Guessing a little as to the precise commands.
but those or even more may enable it to mount.


----------



## cip (Jul 22, 2010)

*[Solved - using gphoto2]*

Hello,

first I want to thank you all for your responses and good ideas! I didn't get much reaction to my posts (elsewhere) lately.

@wblock: Unfortunately file isn't included in FreeNAS but I managed to install it with pkg_add. However, even /dev/da0 didn't show up anymore, so I couldn't test that.

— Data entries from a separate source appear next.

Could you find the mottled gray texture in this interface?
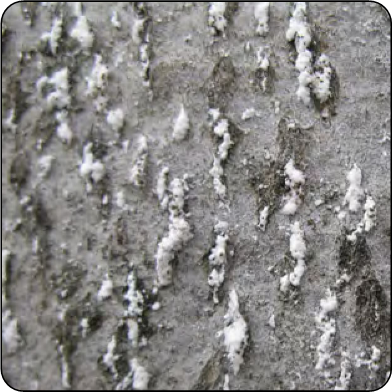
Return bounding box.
[1,2,390,390]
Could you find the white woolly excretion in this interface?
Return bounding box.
[116,358,150,390]
[97,274,113,301]
[346,194,376,243]
[335,352,351,390]
[157,167,170,209]
[241,108,256,121]
[208,2,227,35]
[132,18,145,44]
[363,195,376,232]
[213,118,229,137]
[80,142,105,190]
[287,221,307,287]
[123,270,144,318]
[37,67,70,110]
[38,155,55,179]
[107,108,124,133]
[56,111,73,144]
[209,157,226,198]
[103,335,120,380]
[130,358,150,390]
[156,177,193,287]
[208,227,229,304]
[129,136,148,187]
[209,113,233,199]
[126,319,139,348]
[281,159,305,215]
[286,2,314,105]
[58,344,71,389]
[111,10,121,29]
[173,105,190,141]
[313,54,332,104]
[343,164,364,212]
[254,2,270,36]
[2,309,22,354]
[355,346,381,378]
[86,55,109,97]
[223,289,248,375]
[41,17,62,55]
[258,206,269,231]
[70,14,94,50]
[315,289,338,370]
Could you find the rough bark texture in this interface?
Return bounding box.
[1,2,391,390]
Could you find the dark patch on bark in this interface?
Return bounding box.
[192,349,224,390]
[338,233,372,280]
[355,277,389,344]
[9,152,30,195]
[205,56,236,110]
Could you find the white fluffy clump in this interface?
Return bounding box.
[37,67,70,110]
[97,274,113,301]
[210,157,226,199]
[289,221,306,286]
[2,108,17,133]
[213,118,229,137]
[70,13,94,50]
[347,194,376,243]
[280,221,307,292]
[241,108,256,121]
[315,289,338,370]
[313,54,332,104]
[254,2,270,36]
[281,159,305,215]
[130,359,150,390]
[58,344,71,388]
[286,2,314,105]
[173,105,190,142]
[36,67,73,145]
[258,206,269,231]
[132,18,145,45]
[80,142,105,192]
[116,358,150,390]
[363,195,376,232]
[111,10,121,29]
[355,346,381,377]
[157,167,170,209]
[38,155,55,179]
[80,318,89,339]
[107,108,124,133]
[208,2,227,35]
[335,352,352,390]
[127,319,139,348]
[156,177,193,287]
[103,335,120,380]
[2,309,22,354]
[256,47,270,71]
[256,47,270,92]
[124,270,144,318]
[208,223,229,304]
[343,164,364,212]
[86,55,108,93]
[129,135,148,187]
[223,289,248,375]
[55,111,73,145]
[131,3,151,86]
[209,111,233,199]
[41,17,62,54]
[223,374,230,390]
[2,249,22,354]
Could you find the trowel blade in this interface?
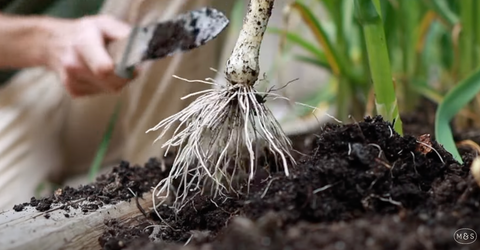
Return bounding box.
[111,7,230,78]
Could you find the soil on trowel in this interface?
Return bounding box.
[98,116,480,250]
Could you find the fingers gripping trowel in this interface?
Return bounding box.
[109,7,230,79]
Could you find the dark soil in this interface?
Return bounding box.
[95,116,480,250]
[13,157,171,216]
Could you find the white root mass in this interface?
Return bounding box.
[146,0,295,213]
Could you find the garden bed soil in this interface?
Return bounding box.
[13,113,480,249]
[97,115,480,250]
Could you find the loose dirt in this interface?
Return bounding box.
[13,157,171,217]
[94,116,480,250]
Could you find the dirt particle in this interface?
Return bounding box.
[12,204,24,212]
[36,200,52,212]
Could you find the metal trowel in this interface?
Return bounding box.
[108,7,230,79]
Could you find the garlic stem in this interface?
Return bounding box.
[225,0,275,86]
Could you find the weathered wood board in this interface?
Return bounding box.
[0,194,153,250]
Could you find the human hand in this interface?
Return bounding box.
[41,15,135,97]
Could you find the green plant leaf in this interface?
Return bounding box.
[426,0,459,26]
[435,66,480,164]
[354,0,403,134]
[459,0,474,78]
[410,79,444,104]
[293,55,331,71]
[230,0,245,30]
[288,1,346,76]
[343,0,361,43]
[317,0,336,15]
[268,27,327,61]
[88,101,121,182]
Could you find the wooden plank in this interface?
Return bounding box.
[0,193,153,250]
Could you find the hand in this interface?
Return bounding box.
[41,15,135,97]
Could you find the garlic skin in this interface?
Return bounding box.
[225,0,275,86]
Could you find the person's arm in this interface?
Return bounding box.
[0,13,134,97]
[0,14,49,68]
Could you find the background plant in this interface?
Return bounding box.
[268,0,480,163]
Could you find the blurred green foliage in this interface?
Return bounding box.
[270,0,480,163]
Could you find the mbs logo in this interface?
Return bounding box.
[453,228,477,245]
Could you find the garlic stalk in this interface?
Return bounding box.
[225,0,275,86]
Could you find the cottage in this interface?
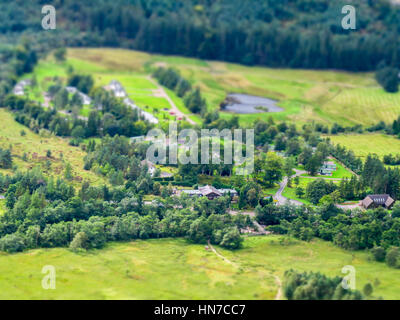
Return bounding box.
[362,194,395,210]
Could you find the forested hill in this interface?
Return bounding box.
[0,0,400,71]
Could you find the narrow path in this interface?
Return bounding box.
[274,275,283,300]
[147,76,196,125]
[207,240,238,267]
[273,169,305,206]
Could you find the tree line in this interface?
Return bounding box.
[0,167,252,253]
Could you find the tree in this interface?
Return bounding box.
[70,232,89,251]
[54,47,67,62]
[295,186,304,199]
[0,233,26,253]
[64,162,73,180]
[386,247,400,268]
[71,92,83,108]
[54,88,69,109]
[306,178,336,205]
[371,246,386,262]
[184,88,206,114]
[376,66,399,93]
[0,148,12,169]
[305,152,324,176]
[363,283,373,297]
[283,270,364,300]
[284,157,296,187]
[262,152,283,187]
[219,227,243,249]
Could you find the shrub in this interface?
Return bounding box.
[0,233,27,253]
[385,247,400,268]
[371,246,386,262]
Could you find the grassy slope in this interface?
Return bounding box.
[0,109,106,186]
[0,236,398,299]
[328,134,400,160]
[67,48,400,127]
[0,200,5,215]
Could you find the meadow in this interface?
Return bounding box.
[0,236,398,299]
[65,48,400,127]
[328,134,400,160]
[0,109,107,187]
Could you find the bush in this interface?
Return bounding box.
[376,67,399,93]
[69,232,89,252]
[0,233,27,253]
[385,247,400,268]
[219,227,243,250]
[371,246,386,262]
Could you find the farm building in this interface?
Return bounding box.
[361,194,395,209]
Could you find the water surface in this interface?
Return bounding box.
[223,93,282,114]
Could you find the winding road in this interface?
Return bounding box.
[273,169,306,206]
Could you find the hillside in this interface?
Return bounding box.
[63,48,400,126]
[0,0,399,72]
[0,108,107,187]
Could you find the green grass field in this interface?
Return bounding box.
[64,48,400,127]
[301,159,353,179]
[0,236,398,299]
[0,109,107,187]
[283,176,343,205]
[22,48,400,127]
[328,134,400,160]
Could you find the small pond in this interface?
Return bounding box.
[222,93,283,114]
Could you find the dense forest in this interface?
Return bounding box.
[0,0,399,71]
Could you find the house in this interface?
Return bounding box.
[181,185,238,200]
[12,79,31,96]
[12,85,24,96]
[198,185,222,200]
[105,80,159,124]
[319,161,337,176]
[123,98,159,124]
[218,189,239,198]
[141,160,156,176]
[66,86,92,105]
[362,194,395,210]
[107,80,127,98]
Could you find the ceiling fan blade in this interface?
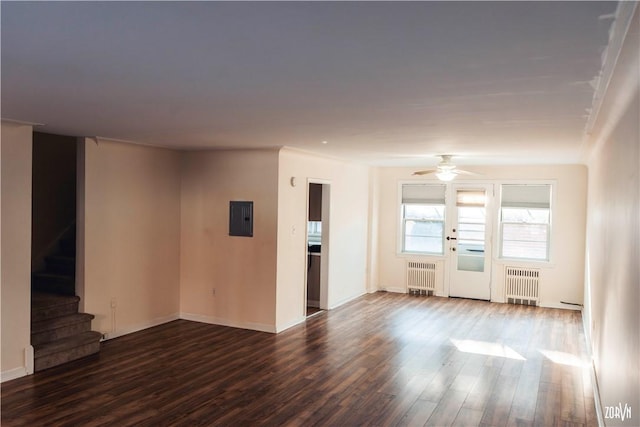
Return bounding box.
[453,169,481,176]
[412,169,437,176]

@jb_fvwm2: `# camcontrol rescan all` doesn't come to an end. I even couldn't kill it (even with -9). It only ends when I disconnect the camera.

Now to the solution: 

I somewhere found an article about PTP (Picture Transport Protocol) and *gphoto2* saying that one can use this method if the camera doesn't work as USB mass storage. I installed gphoto2 and it works perfectly. Just say `$ gphoto2 --get-all-files` and it will download all pictures from your camera to the present working directory.

So I guess that the camera uses some proprietary USB protocol (which the Windows of course can deal with). I don't know this works for all Panasonic cameras but you might give it a try.

Anyway, this is solved for me and I hope that this post can help others with similar problems.

Thanks again and best regards,

cip


----------